No other teachers were prosecuted under the Butler Act.

Scopes remains the only teacher ever prosecuted under the Butler Act. The law remained in effect for decades following the Scopes Monkey Trial before being challenged by another Tennessee science teacher, Gary L. Scott, in the late 1960s. After Scott was fired from Jacksboro High School for teaching evolution, he sued to have his position reinstated, claiming the law violated his First Amendment rights.
Shortly after Scott filed the lawsuit with the backing of the ACLU, the state House and Senate passed legislation to repeal the Butler Act, and then-Governor Buford Ellington made it official on May 18, 1967. Scott was rehired at Jacksboro High School and awarded back pay.
Frequently Asked Questions About the Scopes Monkey Trial
What was the Scopes Monkey Trial’s location?
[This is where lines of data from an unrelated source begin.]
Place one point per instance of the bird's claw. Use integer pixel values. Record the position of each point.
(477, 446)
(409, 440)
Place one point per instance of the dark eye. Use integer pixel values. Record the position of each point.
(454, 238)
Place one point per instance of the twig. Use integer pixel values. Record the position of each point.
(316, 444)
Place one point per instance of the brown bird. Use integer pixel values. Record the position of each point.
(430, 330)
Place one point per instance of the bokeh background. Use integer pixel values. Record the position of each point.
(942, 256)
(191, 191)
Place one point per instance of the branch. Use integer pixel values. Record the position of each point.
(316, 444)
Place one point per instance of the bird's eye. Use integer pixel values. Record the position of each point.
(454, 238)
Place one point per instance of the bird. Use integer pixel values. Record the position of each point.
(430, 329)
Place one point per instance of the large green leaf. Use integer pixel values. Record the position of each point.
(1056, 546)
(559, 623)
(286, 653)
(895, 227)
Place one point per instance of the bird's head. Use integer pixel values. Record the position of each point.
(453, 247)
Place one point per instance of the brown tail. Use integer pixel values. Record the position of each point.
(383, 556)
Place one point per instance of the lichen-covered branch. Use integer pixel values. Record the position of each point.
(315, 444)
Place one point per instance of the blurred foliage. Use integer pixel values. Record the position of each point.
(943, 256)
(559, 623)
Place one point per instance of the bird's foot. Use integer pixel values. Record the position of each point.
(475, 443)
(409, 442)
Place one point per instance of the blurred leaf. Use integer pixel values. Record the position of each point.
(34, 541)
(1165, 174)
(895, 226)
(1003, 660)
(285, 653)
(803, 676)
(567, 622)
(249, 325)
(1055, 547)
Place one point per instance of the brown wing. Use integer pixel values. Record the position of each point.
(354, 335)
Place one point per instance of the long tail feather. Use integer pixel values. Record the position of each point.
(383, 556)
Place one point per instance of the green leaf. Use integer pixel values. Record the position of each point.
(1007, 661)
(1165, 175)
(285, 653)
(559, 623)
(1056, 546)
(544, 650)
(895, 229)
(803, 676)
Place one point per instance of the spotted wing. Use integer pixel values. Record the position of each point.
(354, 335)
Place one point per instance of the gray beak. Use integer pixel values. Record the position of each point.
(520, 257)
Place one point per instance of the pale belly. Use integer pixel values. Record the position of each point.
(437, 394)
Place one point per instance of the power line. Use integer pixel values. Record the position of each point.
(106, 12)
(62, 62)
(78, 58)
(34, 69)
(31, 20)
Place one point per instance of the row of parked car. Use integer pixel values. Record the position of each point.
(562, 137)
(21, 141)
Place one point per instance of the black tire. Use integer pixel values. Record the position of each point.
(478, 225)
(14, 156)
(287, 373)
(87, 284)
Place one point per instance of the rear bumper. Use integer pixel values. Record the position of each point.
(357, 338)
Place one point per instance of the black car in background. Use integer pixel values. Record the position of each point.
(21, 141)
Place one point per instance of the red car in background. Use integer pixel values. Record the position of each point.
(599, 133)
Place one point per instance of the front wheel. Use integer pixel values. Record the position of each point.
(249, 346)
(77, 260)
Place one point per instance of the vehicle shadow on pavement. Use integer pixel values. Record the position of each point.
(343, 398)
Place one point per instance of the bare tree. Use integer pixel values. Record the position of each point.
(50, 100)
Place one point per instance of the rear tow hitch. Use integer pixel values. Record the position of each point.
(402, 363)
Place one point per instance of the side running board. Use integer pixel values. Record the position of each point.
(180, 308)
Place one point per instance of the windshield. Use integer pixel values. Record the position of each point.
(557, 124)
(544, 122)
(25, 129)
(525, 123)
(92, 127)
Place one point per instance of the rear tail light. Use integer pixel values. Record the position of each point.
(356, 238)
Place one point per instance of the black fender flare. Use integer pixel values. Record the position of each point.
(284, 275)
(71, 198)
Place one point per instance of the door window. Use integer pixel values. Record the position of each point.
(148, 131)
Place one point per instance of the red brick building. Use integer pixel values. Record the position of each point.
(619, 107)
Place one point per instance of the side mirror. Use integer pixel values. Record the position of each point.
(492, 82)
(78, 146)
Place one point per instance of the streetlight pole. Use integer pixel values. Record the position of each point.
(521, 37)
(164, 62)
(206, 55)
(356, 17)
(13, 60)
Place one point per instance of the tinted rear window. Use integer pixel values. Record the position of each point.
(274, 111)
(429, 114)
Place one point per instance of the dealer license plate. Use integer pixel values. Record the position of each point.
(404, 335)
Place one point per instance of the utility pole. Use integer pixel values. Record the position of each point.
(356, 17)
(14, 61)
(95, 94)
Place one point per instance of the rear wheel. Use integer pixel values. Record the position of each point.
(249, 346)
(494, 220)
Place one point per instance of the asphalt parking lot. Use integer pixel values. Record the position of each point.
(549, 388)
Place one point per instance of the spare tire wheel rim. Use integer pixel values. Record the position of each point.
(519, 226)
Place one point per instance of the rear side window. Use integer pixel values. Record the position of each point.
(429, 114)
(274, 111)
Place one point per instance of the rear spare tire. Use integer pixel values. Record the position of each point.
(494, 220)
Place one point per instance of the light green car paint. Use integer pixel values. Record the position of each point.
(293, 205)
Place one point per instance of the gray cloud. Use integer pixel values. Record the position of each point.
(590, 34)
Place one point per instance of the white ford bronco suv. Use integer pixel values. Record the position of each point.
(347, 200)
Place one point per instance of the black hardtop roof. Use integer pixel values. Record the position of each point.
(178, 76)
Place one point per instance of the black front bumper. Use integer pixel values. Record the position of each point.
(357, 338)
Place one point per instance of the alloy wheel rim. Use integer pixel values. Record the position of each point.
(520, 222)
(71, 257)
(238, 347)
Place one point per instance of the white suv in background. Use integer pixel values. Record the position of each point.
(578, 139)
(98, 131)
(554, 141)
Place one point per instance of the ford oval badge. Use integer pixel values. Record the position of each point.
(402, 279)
The trial took place at the Rhea County Courthouse in Dayton, Tennessee. Today part of the building is a museum telling the story of the Scopes trial and its impact on the town.
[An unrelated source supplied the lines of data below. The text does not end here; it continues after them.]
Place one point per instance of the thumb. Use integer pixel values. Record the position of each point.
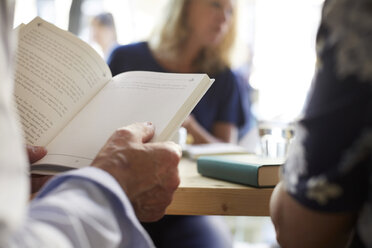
(141, 132)
(35, 153)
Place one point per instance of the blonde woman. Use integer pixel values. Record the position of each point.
(194, 36)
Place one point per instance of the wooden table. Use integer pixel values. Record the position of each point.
(198, 195)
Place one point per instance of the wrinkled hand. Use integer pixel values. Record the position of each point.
(36, 153)
(147, 172)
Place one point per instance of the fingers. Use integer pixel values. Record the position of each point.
(137, 132)
(35, 153)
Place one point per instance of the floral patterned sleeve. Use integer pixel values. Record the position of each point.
(329, 167)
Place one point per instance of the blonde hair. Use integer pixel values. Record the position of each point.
(172, 33)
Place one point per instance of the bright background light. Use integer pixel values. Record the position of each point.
(275, 42)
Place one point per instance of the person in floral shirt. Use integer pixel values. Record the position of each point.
(325, 196)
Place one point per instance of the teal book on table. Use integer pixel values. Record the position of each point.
(245, 169)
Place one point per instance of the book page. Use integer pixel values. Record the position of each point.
(56, 75)
(164, 99)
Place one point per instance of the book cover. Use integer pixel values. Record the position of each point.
(251, 170)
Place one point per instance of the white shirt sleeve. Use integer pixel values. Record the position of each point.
(83, 208)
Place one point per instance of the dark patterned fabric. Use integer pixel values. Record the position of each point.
(330, 163)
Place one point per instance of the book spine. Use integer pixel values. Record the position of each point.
(228, 171)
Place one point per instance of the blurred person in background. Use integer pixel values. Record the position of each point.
(195, 36)
(325, 197)
(103, 32)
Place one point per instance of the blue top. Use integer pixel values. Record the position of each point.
(330, 165)
(221, 103)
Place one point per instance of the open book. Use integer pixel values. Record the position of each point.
(69, 102)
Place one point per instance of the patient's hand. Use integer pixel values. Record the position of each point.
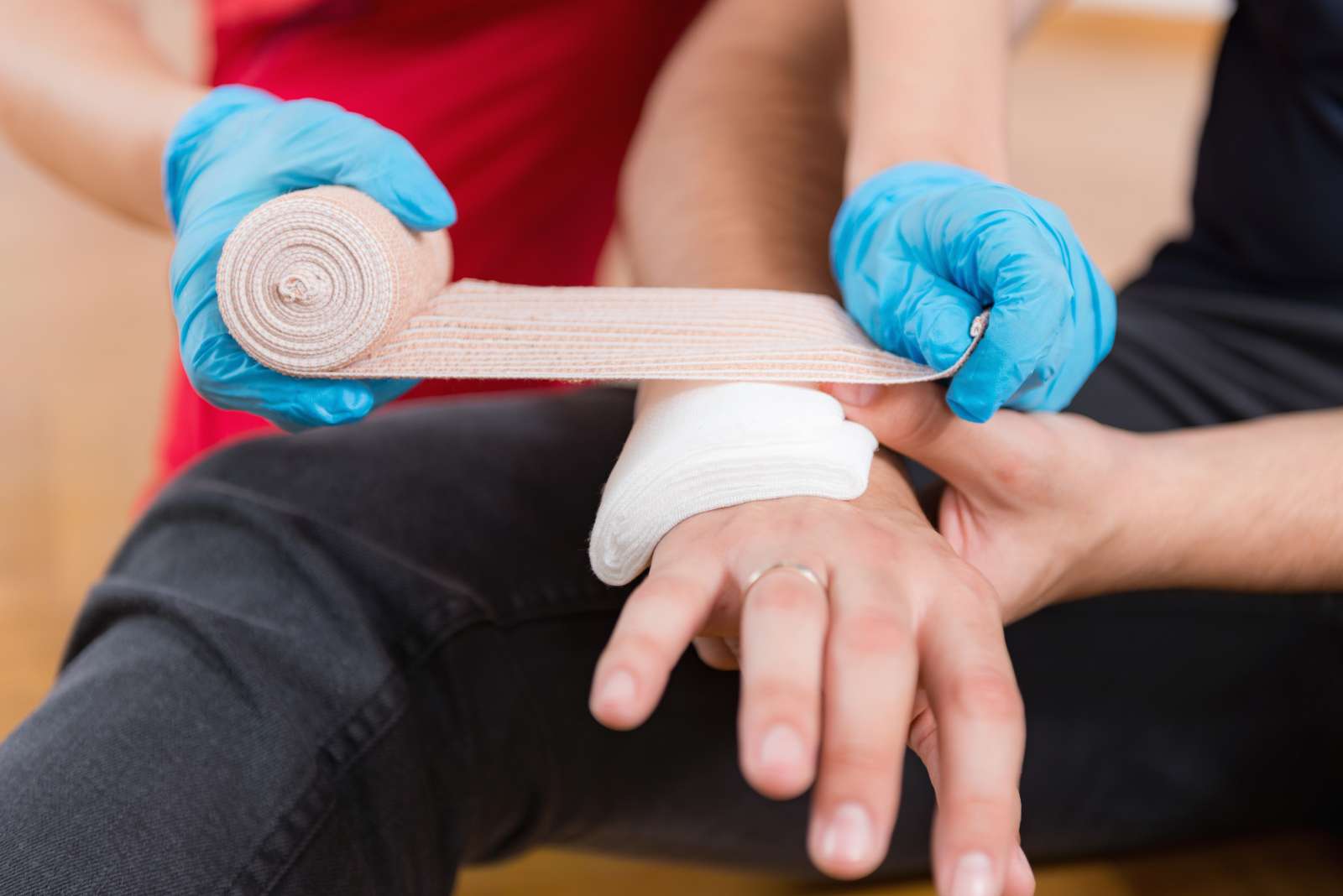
(1038, 503)
(908, 632)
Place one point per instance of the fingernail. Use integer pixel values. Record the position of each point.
(849, 836)
(1024, 864)
(974, 876)
(854, 393)
(617, 688)
(782, 748)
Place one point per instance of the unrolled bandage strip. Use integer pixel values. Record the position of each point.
(328, 284)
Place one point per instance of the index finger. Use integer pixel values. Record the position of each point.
(657, 624)
(980, 741)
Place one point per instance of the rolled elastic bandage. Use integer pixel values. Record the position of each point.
(328, 284)
(698, 447)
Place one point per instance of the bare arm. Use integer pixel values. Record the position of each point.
(86, 96)
(1246, 506)
(735, 174)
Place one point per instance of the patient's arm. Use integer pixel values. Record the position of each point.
(736, 169)
(1058, 506)
(86, 96)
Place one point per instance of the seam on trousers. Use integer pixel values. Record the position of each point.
(297, 826)
(375, 718)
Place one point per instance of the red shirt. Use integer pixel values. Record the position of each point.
(523, 107)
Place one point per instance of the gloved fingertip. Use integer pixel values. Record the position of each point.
(971, 411)
(946, 338)
(336, 404)
(431, 208)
When was the Scopes Monkey Trial?
The trial began on July 10, 1925 and lasted 12 days. The jury delivered the verdict on July 21, 1925.
Who were the key players in the Scopes trial?
John T. Scopes was indicted for violating the Butler Act and was the defendant in the trial. His defense team was led by the famous attorney Clarence Darrow. The prosecution was led by former presidential candidate William Jennings Bryan.
Who won the Scopes Monkey Trial?
The jury decided for the prosecution and found Scopes guilty of violating the Butler Act. He was fined the minumum penalty of $100. His conviction was later thrown out on a technicality.
Were any actual monkeys involved in the Scopes Monkey Trial?
Nope! Baltimore Sun journalist H.L. Mencken, who coined the trial’s nickname, was referring to its debate over Charles Darwin’s theory of evolution, which suggests that humankind evolved from earlier primates.